Apakah hijab (jilbab) merupakan busana yang mutlak atau yang relatif ditentukan oleh tradisi ( 'urf)?

Hijab dalam syariat mempunyai aturan-aturan tertentu yang tidak diabaikan oleh tradisi ( 'urf) .Yaitu, hendaklah wanita menyembunyikan (menutupi) tubuhnya selain wajahnya dan kedua telapak tangannya, dan ia tidak boleh keluar rumah dengan menampakkan perhiasannya dengan gaya berdandan seperti orang-orang Jahiliyah dahulu. Adapun mengenai bagaimana bentuk hijab, dan bagaimana pakaian yang harus dipakainya, maka hal ini kembali kepada 'urf (tradisi) dan kembali kepada wanita sendiri.
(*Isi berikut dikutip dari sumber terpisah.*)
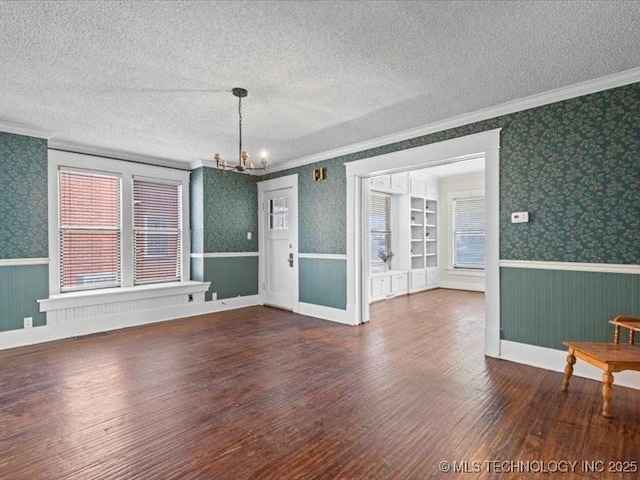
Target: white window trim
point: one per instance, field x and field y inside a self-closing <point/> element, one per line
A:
<point x="127" y="171"/>
<point x="451" y="197"/>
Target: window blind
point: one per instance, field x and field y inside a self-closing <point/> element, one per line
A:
<point x="468" y="233"/>
<point x="90" y="230"/>
<point x="157" y="232"/>
<point x="380" y="227"/>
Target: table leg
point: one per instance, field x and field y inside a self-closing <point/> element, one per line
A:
<point x="607" y="392"/>
<point x="568" y="370"/>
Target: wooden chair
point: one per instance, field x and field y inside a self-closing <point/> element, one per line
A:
<point x="609" y="357"/>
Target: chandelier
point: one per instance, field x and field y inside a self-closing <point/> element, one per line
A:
<point x="243" y="157"/>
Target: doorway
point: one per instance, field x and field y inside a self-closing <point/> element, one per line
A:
<point x="462" y="148"/>
<point x="278" y="242"/>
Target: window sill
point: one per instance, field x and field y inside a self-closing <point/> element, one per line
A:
<point x="467" y="272"/>
<point x="122" y="294"/>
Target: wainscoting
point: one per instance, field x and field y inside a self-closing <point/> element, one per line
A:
<point x="266" y="394"/>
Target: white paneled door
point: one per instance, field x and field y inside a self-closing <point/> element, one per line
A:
<point x="279" y="252"/>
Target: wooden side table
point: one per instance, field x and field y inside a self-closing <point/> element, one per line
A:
<point x="609" y="357"/>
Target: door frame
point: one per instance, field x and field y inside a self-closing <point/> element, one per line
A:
<point x="448" y="151"/>
<point x="288" y="181"/>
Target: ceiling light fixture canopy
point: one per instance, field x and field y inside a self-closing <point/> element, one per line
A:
<point x="243" y="157"/>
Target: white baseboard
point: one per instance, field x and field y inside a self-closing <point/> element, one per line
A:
<point x="30" y="336"/>
<point x="555" y="360"/>
<point x="457" y="285"/>
<point x="325" y="313"/>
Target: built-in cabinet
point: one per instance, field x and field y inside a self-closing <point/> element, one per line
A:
<point x="416" y="246"/>
<point x="424" y="235"/>
<point x="388" y="284"/>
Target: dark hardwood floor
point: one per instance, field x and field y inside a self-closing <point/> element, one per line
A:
<point x="260" y="393"/>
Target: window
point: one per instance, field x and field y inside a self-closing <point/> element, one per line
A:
<point x="90" y="230"/>
<point x="468" y="233"/>
<point x="380" y="227"/>
<point x="115" y="223"/>
<point x="156" y="227"/>
<point x="278" y="214"/>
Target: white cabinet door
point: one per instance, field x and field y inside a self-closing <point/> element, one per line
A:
<point x="376" y="287"/>
<point x="399" y="182"/>
<point x="418" y="279"/>
<point x="380" y="286"/>
<point x="399" y="283"/>
<point x="382" y="182"/>
<point x="431" y="191"/>
<point x="417" y="187"/>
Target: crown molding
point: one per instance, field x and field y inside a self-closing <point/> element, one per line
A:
<point x="26" y="130"/>
<point x="117" y="154"/>
<point x="564" y="93"/>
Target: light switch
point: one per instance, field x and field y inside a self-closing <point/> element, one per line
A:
<point x="519" y="217"/>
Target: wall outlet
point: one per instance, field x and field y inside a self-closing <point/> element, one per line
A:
<point x="519" y="217"/>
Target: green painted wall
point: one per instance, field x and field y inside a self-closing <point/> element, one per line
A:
<point x="230" y="276"/>
<point x="20" y="288"/>
<point x="230" y="210"/>
<point x="23" y="228"/>
<point x="573" y="165"/>
<point x="23" y="197"/>
<point x="544" y="307"/>
<point x="323" y="282"/>
<point x="223" y="208"/>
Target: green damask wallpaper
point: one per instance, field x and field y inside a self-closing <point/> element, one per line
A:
<point x="229" y="210"/>
<point x="322" y="218"/>
<point x="23" y="197"/>
<point x="574" y="165"/>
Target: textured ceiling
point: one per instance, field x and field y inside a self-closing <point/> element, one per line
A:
<point x="154" y="77"/>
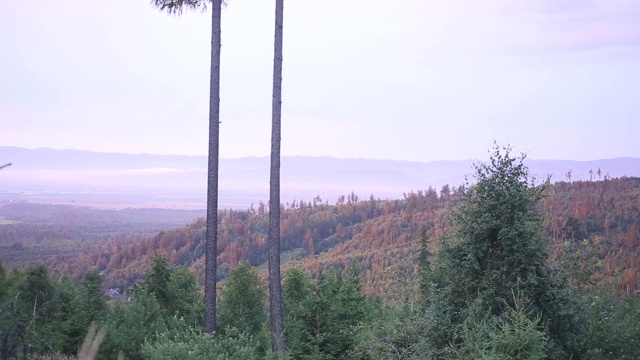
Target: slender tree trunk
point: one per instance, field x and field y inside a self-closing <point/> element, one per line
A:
<point x="212" y="183"/>
<point x="275" y="287"/>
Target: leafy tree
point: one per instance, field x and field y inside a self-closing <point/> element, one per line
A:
<point x="175" y="289"/>
<point x="130" y="325"/>
<point x="176" y="7"/>
<point x="498" y="248"/>
<point x="242" y="303"/>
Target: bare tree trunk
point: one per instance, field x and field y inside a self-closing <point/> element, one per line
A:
<point x="212" y="183"/>
<point x="275" y="288"/>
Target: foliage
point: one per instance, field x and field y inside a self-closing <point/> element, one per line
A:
<point x="499" y="248"/>
<point x="242" y="303"/>
<point x="614" y="329"/>
<point x="514" y="335"/>
<point x="175" y="289"/>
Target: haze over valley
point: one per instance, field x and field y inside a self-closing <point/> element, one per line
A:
<point x="118" y="180"/>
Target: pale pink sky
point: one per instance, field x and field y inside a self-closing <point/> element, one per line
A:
<point x="409" y="80"/>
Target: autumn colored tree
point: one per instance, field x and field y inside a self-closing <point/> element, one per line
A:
<point x="498" y="248"/>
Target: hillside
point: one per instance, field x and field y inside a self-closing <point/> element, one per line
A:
<point x="592" y="226"/>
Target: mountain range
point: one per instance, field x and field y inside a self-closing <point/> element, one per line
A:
<point x="147" y="180"/>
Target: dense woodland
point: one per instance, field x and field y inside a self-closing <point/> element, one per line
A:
<point x="499" y="269"/>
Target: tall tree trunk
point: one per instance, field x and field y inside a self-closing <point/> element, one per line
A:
<point x="275" y="288"/>
<point x="212" y="183"/>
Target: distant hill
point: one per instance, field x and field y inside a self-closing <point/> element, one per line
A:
<point x="592" y="227"/>
<point x="124" y="180"/>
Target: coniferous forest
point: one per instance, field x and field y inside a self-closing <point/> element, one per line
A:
<point x="504" y="267"/>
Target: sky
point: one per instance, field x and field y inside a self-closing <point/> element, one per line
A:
<point x="417" y="80"/>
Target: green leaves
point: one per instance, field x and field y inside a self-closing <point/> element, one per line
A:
<point x="499" y="248"/>
<point x="242" y="304"/>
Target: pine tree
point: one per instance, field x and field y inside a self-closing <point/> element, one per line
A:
<point x="242" y="303"/>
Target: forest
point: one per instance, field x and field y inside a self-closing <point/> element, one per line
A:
<point x="506" y="267"/>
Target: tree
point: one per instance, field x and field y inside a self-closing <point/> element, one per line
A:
<point x="498" y="248"/>
<point x="275" y="287"/>
<point x="175" y="289"/>
<point x="242" y="303"/>
<point x="176" y="7"/>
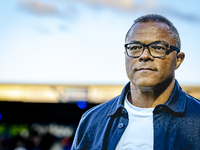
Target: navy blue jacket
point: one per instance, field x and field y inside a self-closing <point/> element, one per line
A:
<point x="176" y="124"/>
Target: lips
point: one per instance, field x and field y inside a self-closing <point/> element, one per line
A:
<point x="145" y="69"/>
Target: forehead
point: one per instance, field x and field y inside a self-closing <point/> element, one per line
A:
<point x="150" y="32"/>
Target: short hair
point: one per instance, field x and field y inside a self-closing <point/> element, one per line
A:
<point x="157" y="18"/>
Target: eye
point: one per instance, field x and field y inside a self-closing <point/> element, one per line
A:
<point x="134" y="47"/>
<point x="158" y="47"/>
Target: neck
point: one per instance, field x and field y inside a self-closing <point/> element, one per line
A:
<point x="150" y="97"/>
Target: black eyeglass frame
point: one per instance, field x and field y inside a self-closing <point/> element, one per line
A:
<point x="171" y="48"/>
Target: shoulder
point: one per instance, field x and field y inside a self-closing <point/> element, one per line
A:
<point x="101" y="109"/>
<point x="192" y="104"/>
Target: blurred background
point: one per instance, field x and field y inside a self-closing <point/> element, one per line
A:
<point x="58" y="58"/>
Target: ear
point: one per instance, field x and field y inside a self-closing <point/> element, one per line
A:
<point x="180" y="57"/>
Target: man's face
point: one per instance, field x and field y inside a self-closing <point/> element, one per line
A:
<point x="147" y="71"/>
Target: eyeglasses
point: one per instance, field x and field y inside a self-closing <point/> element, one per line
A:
<point x="156" y="49"/>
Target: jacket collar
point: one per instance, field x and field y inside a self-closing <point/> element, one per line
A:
<point x="177" y="101"/>
<point x="175" y="104"/>
<point x="118" y="104"/>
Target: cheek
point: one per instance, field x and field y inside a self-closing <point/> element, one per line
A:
<point x="168" y="66"/>
<point x="129" y="64"/>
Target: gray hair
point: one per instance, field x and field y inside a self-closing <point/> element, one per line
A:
<point x="157" y="18"/>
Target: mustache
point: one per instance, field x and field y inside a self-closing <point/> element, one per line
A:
<point x="145" y="67"/>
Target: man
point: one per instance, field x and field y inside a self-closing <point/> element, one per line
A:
<point x="152" y="111"/>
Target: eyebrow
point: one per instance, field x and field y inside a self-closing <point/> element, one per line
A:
<point x="138" y="42"/>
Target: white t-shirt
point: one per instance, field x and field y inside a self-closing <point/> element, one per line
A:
<point x="139" y="132"/>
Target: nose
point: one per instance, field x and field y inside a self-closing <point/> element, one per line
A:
<point x="146" y="56"/>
Karena itu, busana syar'i (islami) merupakan gaya pakaian yang biasa digunakan di pelbagai negara. Misalnya, orang-orang Arab menggunakan jubah (al-'ihaah), sedangkan orang-orang Parsi (Iran) dan selain mereka memakai cadar panjang yang menutupi kepala sampai kaki (syadur), dan barangkali sebagian mereka menggunakan gaya pakaian syar'i. Semua masalah ini terserah kepada tradisi-tradisi yang dikenal tentang .pemakaian hijab di pelbagai negara Islam.

Apakah menurut Anda terdapat busana hijab yang diutamakan?

Pada hakikatnya kami tidak menemukan busana yang diutamakan, tetapi 'ibaah boleh jadi paling tepat sebagai penutup, karena syadur terkadang menyusahkan wanita dan memerlukan kehati-hatian penuh, yang demikian ini akan menghambat kebebasan bergerak.

Apakah busana yang menampakkan feminin wanita secara seimbang dibenarkan oleh Islam?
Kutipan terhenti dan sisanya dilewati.